Its most telling manifestation is the rootless existence of the migrant workers from rural areas into urban centers. Back home in their villages, they lived as part of a living organism of familiar social connections and traditions.
In the cities, working on constructions sites and in factories, they are an amorphous lot just living to eke out an income---however paltry or uncertain.
On top of it, they are also blamed, and get into trouble with the police, for the rising tide of crimes in the urban centers.
Even among the urbanites, people are living in a world of dog eat dog.
In other words, there is no discernible higher purpose in life except to become rich in all sorts of questionable and immoral ways.
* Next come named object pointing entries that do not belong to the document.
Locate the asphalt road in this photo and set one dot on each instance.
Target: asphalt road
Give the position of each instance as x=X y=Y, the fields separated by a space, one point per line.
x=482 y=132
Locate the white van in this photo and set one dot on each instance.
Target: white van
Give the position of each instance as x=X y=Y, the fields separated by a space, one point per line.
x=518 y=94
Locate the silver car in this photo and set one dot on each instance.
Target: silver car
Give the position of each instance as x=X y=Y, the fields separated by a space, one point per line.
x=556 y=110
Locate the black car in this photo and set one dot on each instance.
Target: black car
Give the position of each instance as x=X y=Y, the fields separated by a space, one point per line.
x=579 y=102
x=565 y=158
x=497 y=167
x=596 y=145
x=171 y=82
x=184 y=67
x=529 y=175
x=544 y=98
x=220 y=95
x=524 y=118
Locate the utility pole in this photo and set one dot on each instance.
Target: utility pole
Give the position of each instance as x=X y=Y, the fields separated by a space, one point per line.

And not everyone has the connections to do that. As result, the gap between those with connections and others (which is the majority of the people) without it, keep widening to the annoyance and frustration of people at the antics of the rich and powerful, a sure recipe for any kind of revolution.
It might take time, or might happen sooner rather than later, but the ground is ripe for a spark to kindle a mighty fire to engulf China’s rulers.
The coercive state apparatus is no insurance against the people’s anger when it wells up, as the Middle Eastern dictators are finding out to their cost.
The popular upsurge in Arab countries doesn’t mean that it will follow the same pattern in China.
Even in the Middle East, the local conditions differ in some important ways among different countries and the cost in lives in some will be heavier than in others to achieve liberation from their rulers.
The important thing is that the spontaneous rise of People’s Power there is becoming a metaphor for getting rid of decaying and decadent regimes that have long since outlived their expiry dates.
Another important feature is that the popular upsurge in Middle East is showing the world that people do not have to live in perpetual fear of their rulers’ coercive state power.
And if they can overcome their fear, they can also overthrow their oligarchs.
There is a strong message in this for CPC. Which is that unless the regime loosens its control and share power and prosperity with its people, it might become history like Hosni Mubarak and his ruling party in Egypt.